Monthly Archives: July 2012

Where Partitioning hurts

As a mobile gaming platform provider, we collect a tremendous amount of data, our biggest tables collect upwards of 50 million rows per day, and so partitioning is a must for both our statistical collection and especially analytics, where we piece together the entire dataset over time. Partitioning allows the tables to essentially be broken up into smaller tables, arranged by a partitioning key, in this case, ‘dayofweek’ or ‘dayofyear’ column. This allows a query to be able to restrict the query to the particular partitions in question relevant to the query such as a count of the records for that day. This is a big advantage for both reads and writes that would need to scan the entire index of a table that would not fit into memory to execute the query.

For the most part, for the sorts of queries we do, it’s almost automatic for us to partition big tables, we started with a couple of the biggest, and recently partitioned everything for both stat collection and analytics in preparation for ever increasing volume.
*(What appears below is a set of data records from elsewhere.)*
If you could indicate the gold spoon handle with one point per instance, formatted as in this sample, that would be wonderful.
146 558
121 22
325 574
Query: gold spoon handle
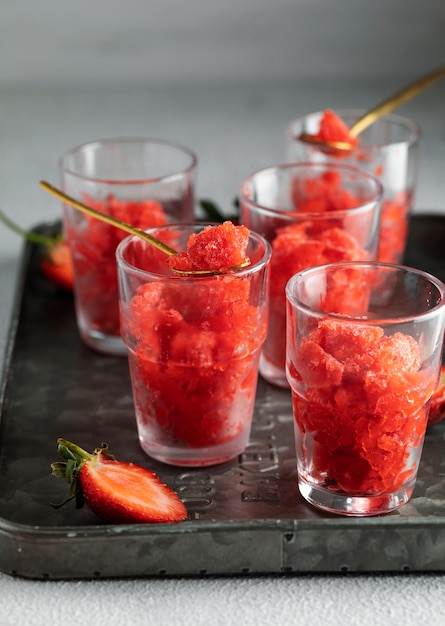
395 100
133 230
All of the queries are based on a particular day, week, month, etc.. and so I was surprised to hear of a report that a query being run seemed to be about 2X as slow once we partitioned it.

However, looking at the query, it made sense. The query involved two joined tables, both partitioned. One table was our largest (analytics events), restricted to a particular day of the week, and already partitioned prior, so no gain there. The other table was our sessions table, newly partitioned, and the query DID NOT restrict to a particular time frame (such as the same day as the analytics events). Now the query was correct, because some sessions may have been started weeks ago, (an app can sit in the tray unused and so the session is still technically valid and is the correct identifier related to that day’s analytics event).
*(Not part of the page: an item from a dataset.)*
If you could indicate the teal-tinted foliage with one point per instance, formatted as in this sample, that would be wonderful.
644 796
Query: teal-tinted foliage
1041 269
The point being, if you’ve partitioned your tables, and you are doing queries that do not take advantage of them, the parser has to do a lot more work looking at all the partitions and will be slower than a non-partitioned table. What may not be so obvious is the same holds true if you are joining tables and even one of them is partitioned. Now we also do queries on the sessions table which do restrict to a particular time frame which indeed improved, but many of the crucial queries join to that table over it’s entire time range. For us, the solution was to remove the partitioning on the sessions table. You’ll have to of course make your best judgement as to what the best trade-off is depending on the range of the majority of your queries.